Поскольку заразительным бывает не только дурной пример, но и добрый, селяне, подражая хозяйке «Сытых боровичков», начали оглядываться по сторонам и присматриваться, нет ли где еще чего-нибудь такого, что помогло бы им зашибить лишнюю копейку. Копейка могла оказаться не только очень весомой, но еще довольно интересной самим процессом ее зашибания.
Народный умелец Федор Мазуркин учился ремонтировать компьютеры. Фанатик паяльника и давно устаревших транзисторов полгода разбирался в айбиэмовской «четверке» первого поколения. Федора несколько раз било током, пару раз он, уже отчаявшись, пытался выбросить компьютер в окно, но, в конце концов, сломанный заграничный агрегат ожил и заработал. Воодушевленный Федор научил компьютер разговаривать. Самодельная программа оказалась не столь совершенной, и компьютер заговорил с китайским акцентом.
– Сдластвуй, хозяина, – будил Федора по утрам электрический голос. – Однако, мала-мала, вставать и пахать нада.
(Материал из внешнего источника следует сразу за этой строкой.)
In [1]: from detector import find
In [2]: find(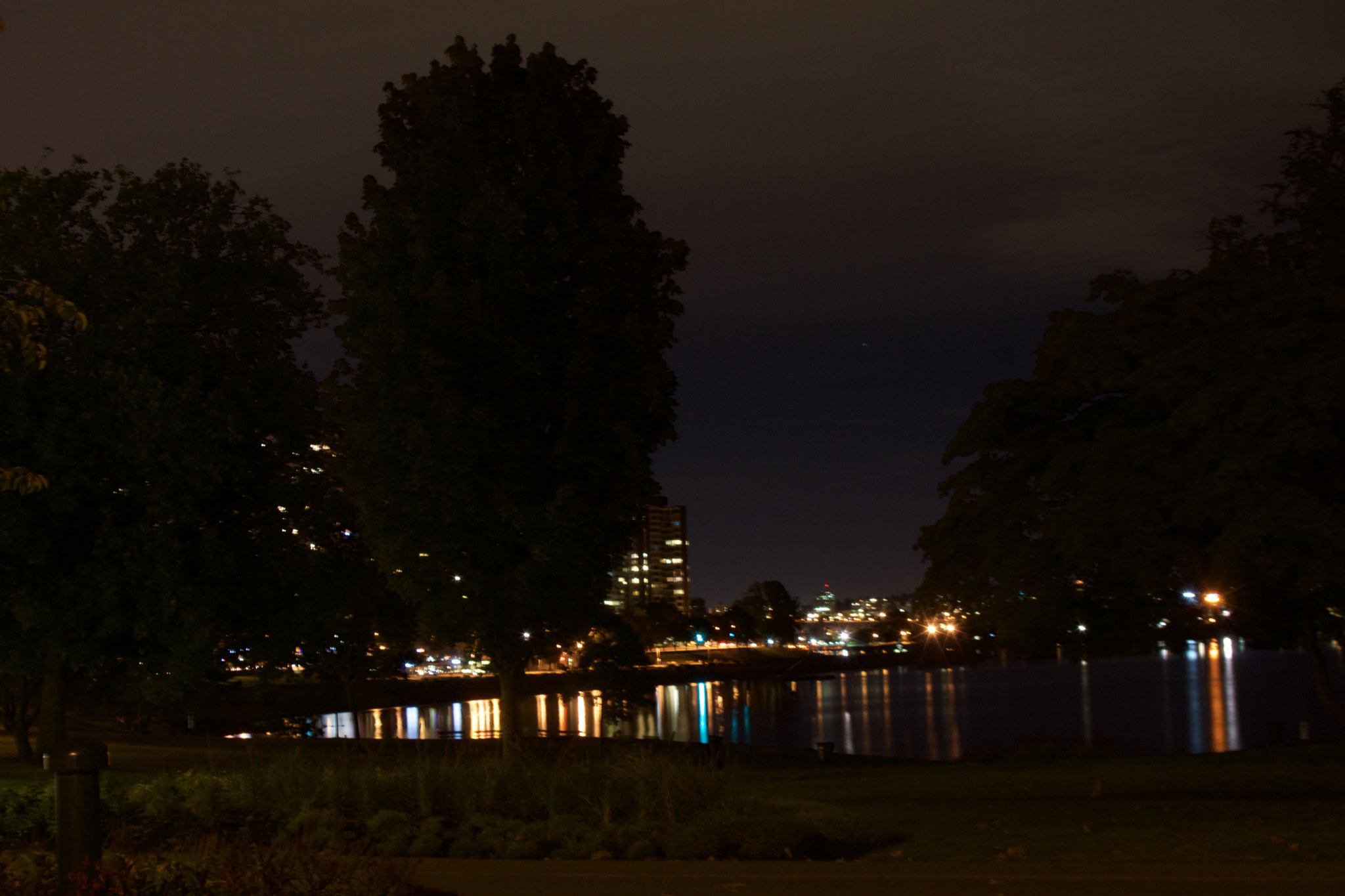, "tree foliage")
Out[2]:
[334,37,686,735]
[917,82,1345,719]
[0,163,333,757]
[733,579,799,643]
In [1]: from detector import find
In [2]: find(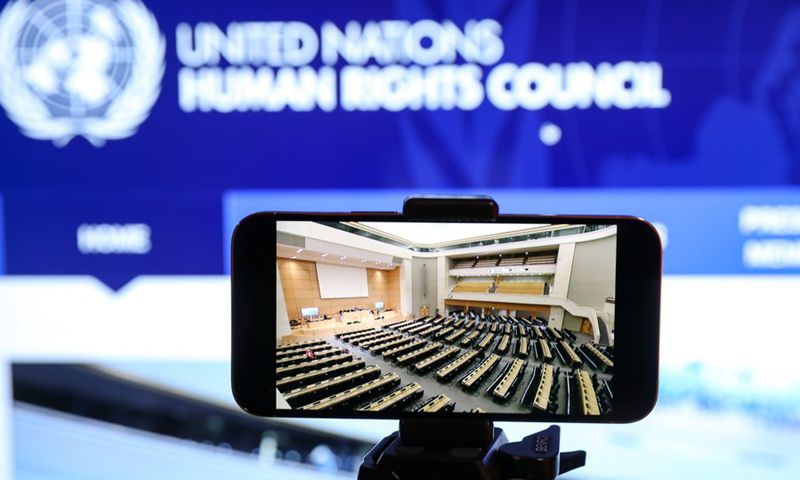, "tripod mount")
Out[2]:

Дело нашлось всем. Старушки вязали веники и метлы для санатория, кое-кто из селян экспериментировал с сепараторами, получая первое масло и сыр, а другие осваивали столярное дело, постепенно повышая свое мастерство от начального уровня, когда мастер был рад простейшей не кособокой табуретке, до довольно высокого, когда даже длинный шкаф не казался ему верхом мастерства. Третьи искали что-то более индивидуальное, они изредка консультировались лишь с Василисой Петровной, загадочно улыбались и молчали,
Иван Ухин выложил в холле-пристройке главного корпуса огромный, но, даже не смотря на его величину, достаточно красивый камин. Заведующий котельной работал азартно и заразил своим вдохновением весь санаторий. Толпившиеся возле него «боровички», считали за честь подать бывшему спиртозаводчику кирпич или подержать отвес. Иногда мастер высокомерно покрикивал на собравшихся, но только не в присутствии Василисы Петровны. Дед Ивана был самым настоящим печником и в далеком детстве мальчик видел несколько раз собственными глазами таинство создания русской печи. Именно этот факт придавал Ивану уверенности в собственных силах и благополучном завершении работы.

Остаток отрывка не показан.